The first thing she saw was the gutted ruin of her mother’s house. The Castle of the White Queen was streaked with soot, its every window black and dark, its roof collapsed into the shell of the building.
Before it there were dozens of police and fire vehicles and milling gendarmes. The light was not coming from their vehicles, though, it was coming from a bonfire in the middle of the street, which was being fed by men with flamethrowers. At the mouth of the Rue des Gobelins a high barrier had been erected. No member of the public could see over it. She did not think that she could easily get around it. In fact, going out into the street would cause an immediate reaction, given all the police and the care with which they were preventing sight of this place.
In the center of the fire, she saw black bones and bones glowing red. It was Martin, of course. Obviously, the humans knew enough about the Keepers to take extreme care that they were really dead. A gendarme glanced at her, made a clear gesture: stop there, come no closer. His glance lingered for a moment, then he turned away.
The ring of people around the bones were different from the gendarmes. They were dressed casually; they looked brutal. Nearer, stood a small knot of others whom she took to be the supervisors. These people around the fire, making sure that the very bones of their quarry were reduced to ash, were the killers of the Keepers.
It was possible, if she listened intently, to make out snatches of conversation — a gendarme muttering about overtime, one of the murderers saying some
thing about the temperature of the fire. Then the voice of a tall supervisor boomed out. “Fine ash,” it said, “then hose down the street.” That was to be the fate of her kind, then, to be reduced to ash and sent down the sewer.
Silence fell. More orders were given and one of the pompes was started up. Soon, water was pouring from its hoses and sluicing along the street. She watched it come toward her feet, watched as it reached the drain. It carried floating bits of burned material and chips of bone. A button came tumbling and bobbing along, and she saw that it was her own button, from the suit she’d had to leave behind in order to squeeze down the pipe that had saved her.
“Excusez-moi, mademoiselle.”
One of the gendarmes was coming toward her. He smiled slightly, then took her arm, but quite gently. “I will conduct you out.” He drew her forward. He blinked, seeing her bald head.
“What has happened?” she asked, trying to deflect his concern.

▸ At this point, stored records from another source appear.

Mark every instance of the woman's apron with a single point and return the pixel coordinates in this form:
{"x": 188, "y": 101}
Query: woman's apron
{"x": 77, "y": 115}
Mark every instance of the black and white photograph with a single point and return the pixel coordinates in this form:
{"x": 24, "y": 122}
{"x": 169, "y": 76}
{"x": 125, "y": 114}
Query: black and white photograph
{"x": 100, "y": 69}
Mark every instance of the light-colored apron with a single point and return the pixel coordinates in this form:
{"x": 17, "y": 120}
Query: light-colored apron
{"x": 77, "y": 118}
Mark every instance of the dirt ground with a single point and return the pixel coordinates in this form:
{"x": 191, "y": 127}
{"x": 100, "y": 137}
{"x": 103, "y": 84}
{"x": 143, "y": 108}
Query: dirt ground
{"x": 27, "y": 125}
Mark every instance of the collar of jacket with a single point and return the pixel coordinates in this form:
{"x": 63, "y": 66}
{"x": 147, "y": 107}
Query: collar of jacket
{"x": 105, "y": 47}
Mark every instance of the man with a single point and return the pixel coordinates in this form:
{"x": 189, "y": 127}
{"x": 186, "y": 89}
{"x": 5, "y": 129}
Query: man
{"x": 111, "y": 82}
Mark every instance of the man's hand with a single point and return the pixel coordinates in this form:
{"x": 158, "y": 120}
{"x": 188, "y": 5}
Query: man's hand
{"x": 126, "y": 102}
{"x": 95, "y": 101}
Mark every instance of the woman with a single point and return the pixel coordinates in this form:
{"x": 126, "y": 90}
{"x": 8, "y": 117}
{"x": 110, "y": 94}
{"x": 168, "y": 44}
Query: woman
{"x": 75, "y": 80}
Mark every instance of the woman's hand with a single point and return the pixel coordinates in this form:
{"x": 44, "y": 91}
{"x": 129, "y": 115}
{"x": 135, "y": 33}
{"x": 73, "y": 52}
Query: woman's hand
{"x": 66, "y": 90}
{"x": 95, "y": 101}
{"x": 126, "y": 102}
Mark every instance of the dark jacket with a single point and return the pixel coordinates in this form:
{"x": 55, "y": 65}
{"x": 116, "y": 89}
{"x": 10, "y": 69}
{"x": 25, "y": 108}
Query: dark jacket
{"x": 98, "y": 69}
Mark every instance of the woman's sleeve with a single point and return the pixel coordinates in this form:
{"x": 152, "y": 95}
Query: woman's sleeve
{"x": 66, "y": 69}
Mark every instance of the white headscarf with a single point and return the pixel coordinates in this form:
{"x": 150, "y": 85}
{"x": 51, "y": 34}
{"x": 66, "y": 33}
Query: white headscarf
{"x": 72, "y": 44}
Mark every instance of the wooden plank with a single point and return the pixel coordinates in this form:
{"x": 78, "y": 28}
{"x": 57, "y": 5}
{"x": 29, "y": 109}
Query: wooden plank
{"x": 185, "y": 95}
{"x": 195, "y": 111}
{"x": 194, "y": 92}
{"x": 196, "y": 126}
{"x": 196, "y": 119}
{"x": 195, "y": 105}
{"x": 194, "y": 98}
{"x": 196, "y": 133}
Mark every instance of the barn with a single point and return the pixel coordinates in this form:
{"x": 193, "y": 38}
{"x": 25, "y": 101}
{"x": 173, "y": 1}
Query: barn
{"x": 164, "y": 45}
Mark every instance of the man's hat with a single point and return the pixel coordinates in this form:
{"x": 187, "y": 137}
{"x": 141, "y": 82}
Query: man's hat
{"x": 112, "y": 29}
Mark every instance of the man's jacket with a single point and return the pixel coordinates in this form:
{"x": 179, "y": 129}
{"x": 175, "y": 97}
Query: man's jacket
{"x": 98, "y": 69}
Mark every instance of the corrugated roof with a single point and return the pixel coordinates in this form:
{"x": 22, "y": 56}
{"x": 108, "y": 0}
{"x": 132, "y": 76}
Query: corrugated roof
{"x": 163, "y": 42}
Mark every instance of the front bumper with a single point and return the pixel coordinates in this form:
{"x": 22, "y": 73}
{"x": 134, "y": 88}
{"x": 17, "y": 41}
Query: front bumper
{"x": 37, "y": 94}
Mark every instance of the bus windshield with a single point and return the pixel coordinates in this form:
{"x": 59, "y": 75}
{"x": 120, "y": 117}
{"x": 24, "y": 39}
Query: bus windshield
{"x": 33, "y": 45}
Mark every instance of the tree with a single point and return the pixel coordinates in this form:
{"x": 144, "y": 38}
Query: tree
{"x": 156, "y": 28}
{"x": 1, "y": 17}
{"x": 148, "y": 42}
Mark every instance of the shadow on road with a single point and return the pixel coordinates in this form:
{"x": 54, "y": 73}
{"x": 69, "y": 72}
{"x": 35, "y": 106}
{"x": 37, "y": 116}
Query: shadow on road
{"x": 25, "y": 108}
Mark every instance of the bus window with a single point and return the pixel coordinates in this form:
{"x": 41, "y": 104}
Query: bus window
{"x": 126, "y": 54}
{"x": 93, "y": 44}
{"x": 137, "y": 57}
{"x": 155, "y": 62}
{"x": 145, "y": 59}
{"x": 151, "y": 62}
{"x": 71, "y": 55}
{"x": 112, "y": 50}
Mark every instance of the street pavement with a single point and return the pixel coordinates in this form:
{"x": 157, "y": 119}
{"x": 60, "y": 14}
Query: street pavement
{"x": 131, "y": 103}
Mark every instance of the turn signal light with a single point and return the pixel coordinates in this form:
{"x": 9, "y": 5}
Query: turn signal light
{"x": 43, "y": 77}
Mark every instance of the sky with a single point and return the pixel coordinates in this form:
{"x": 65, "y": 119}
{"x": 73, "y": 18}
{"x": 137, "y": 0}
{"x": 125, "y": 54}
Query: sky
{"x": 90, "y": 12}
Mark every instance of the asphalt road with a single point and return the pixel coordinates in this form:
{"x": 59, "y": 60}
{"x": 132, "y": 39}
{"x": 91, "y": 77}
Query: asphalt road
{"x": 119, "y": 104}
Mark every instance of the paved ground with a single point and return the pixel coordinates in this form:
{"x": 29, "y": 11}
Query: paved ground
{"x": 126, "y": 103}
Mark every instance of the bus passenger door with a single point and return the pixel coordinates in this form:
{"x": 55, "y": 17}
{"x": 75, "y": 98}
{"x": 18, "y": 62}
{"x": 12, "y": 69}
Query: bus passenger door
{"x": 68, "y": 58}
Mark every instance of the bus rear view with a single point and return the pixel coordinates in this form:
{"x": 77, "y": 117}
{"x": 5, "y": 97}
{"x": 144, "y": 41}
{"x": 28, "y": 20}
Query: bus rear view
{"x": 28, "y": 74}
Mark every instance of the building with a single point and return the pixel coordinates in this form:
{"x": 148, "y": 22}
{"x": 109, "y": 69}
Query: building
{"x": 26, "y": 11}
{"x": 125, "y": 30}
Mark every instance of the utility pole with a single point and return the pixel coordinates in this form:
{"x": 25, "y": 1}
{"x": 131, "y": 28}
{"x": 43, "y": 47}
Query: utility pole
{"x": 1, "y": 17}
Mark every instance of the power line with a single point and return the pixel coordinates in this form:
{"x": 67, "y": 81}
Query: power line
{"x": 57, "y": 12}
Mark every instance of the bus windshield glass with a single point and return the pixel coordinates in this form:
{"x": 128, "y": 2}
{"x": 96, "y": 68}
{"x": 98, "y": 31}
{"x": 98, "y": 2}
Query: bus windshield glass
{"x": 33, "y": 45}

“Vagrants set fire to the White Palace. There were deaths.”
“Why were they burning the bodies?”
He shook his head. “It’s what the authorities said. Who knows why.”

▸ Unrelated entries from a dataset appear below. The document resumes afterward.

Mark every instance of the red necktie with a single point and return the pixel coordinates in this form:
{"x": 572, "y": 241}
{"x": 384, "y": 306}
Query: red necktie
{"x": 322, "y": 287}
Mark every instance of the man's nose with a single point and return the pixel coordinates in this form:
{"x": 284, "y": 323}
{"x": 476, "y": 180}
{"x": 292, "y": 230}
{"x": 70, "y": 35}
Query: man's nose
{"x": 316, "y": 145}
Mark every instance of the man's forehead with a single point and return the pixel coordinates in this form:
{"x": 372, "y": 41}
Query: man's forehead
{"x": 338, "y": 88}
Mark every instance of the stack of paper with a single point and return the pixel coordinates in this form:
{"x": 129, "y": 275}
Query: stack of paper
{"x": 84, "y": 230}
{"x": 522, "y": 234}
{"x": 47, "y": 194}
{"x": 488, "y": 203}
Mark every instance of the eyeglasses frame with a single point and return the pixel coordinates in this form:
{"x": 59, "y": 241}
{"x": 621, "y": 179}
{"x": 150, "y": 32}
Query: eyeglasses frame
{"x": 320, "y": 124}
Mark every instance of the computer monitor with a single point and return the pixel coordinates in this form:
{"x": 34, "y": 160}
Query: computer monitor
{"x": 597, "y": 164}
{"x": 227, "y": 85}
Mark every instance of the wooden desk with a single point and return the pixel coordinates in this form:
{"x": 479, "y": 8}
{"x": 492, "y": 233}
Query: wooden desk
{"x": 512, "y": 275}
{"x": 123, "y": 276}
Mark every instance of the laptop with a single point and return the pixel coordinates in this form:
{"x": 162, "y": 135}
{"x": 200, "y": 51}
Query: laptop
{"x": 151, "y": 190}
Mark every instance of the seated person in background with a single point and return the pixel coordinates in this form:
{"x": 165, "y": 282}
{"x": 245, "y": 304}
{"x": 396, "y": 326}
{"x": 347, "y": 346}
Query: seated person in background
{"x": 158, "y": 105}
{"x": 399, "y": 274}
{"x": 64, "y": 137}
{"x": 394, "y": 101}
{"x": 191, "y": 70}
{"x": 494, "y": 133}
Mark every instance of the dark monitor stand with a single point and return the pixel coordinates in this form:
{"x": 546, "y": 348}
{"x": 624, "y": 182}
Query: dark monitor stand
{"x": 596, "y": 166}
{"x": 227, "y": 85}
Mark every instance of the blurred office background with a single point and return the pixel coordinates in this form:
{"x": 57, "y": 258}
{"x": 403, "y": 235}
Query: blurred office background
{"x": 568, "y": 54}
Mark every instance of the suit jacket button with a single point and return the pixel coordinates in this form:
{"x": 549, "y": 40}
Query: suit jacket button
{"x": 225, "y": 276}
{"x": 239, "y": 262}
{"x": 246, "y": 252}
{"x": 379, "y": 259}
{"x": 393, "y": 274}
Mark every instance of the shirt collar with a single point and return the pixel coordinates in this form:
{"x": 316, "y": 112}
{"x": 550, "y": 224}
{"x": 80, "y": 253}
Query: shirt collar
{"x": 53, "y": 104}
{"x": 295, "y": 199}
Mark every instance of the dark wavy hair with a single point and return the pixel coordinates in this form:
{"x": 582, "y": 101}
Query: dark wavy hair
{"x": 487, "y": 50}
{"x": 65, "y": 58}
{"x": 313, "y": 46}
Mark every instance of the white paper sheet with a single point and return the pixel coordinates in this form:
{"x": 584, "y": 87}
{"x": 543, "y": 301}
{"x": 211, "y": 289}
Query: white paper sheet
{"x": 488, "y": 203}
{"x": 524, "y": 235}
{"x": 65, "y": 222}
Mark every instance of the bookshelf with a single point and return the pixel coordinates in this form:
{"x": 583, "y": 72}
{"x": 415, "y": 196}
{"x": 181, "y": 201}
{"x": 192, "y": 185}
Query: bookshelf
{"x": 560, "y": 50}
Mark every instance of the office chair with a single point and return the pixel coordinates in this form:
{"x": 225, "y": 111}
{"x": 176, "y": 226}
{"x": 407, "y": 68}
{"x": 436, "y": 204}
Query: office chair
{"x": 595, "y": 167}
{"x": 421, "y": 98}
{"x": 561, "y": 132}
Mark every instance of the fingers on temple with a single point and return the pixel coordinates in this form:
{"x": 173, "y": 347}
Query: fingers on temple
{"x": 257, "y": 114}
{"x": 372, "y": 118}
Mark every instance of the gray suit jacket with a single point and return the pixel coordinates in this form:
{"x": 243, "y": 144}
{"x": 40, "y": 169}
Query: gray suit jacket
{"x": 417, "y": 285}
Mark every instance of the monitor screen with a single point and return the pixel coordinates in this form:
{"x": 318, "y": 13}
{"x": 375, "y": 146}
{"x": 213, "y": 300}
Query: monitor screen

She let the gendarme conduct her along. His body was loose, his breathing soft, his expression indifferent. Obviously he knew nothing of the Keepers and only assumed that she was a rather unusual looking woman. Her eyes were on the men who knew.
Closer she came to them, marching beside her policeman. They were engaged in intent conversation. She passed just behind the two supervisors. Then she saw one, a female, suddenly turn and face her. The creature was beautiful, with swaying blond hair. But its eyes, almost black, appeared as hard as chips of obsidian.“Excuse me,”it said in American-accented English.